READ MORE: Miami-Dade tax collector cracks down on companies operating in Cuba. Is it a stunt?

Critics like the nonprofit Cuba Study Group in Washington D.C. say the call to review licenses is little more than a political stunt to avert Cuban-American voter attention away from President Donald Trump’s mass deportation of migrants, including Cubans, before mid-term elections.

Cuba's economy, which was already wrecked, appears to be in free-fall now that Trump has engineered a de facto blockade of international oil shipments to the island — including the Venezuelan crude that had helped keep the country afloat.

Exile leaders like Gimenez say now is the moment to apply maximum pressure on the Cuban regime to hasten its collapse.

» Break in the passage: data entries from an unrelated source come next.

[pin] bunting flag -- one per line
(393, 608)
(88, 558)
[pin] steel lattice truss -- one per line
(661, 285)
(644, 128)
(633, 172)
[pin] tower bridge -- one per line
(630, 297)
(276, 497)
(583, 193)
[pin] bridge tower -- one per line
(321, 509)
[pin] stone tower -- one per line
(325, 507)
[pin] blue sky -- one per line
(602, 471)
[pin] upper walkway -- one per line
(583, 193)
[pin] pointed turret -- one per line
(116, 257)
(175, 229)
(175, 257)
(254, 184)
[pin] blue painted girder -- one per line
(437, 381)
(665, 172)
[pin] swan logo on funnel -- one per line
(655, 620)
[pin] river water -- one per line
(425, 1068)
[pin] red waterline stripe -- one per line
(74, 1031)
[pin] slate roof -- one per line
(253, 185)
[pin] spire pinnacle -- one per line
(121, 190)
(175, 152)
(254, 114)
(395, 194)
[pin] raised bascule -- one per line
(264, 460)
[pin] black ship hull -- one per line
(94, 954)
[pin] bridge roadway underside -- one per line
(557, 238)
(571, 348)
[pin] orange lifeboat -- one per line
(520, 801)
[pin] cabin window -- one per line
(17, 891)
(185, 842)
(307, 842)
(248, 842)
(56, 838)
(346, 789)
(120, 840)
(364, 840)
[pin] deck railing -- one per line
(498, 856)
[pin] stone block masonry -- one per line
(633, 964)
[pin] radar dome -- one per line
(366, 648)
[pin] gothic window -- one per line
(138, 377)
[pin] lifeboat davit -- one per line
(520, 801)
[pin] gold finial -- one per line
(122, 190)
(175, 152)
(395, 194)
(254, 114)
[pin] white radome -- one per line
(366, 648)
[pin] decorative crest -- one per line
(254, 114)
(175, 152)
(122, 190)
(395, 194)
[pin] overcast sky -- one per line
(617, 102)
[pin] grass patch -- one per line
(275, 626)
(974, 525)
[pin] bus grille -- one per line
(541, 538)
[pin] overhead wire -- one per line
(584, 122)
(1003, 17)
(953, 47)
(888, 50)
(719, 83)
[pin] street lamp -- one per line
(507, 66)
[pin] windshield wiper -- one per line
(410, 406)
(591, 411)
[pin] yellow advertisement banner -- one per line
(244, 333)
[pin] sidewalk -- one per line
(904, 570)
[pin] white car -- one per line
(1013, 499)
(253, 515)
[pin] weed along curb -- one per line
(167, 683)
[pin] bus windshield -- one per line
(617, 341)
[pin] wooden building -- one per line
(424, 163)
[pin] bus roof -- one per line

U.S. has maintained an economic embargo against Cuba since 1962. Most of the U.S. exports that go to Cuba are agricultural, medical and humanitarian goods.

Still, Miami-Dade County Tax Collector Dariel Fernandez — who in recent months has begun a campaign to revoke the local licenses of companies that he deems are doing business with or in Cuba outside the limits of the embargo — insisted he needs to keep cracking down.

“When federal licenses allow commercial activity that appears inconsistent with the suffering of the people of Cuba,” Fernandez said,“these findings raise serious concerns in our community.”

WLRN recently reported one Miami-Dade business has sued Fernandez for revoking its license without due process. Fernandez said he could not discuss the pending litigation.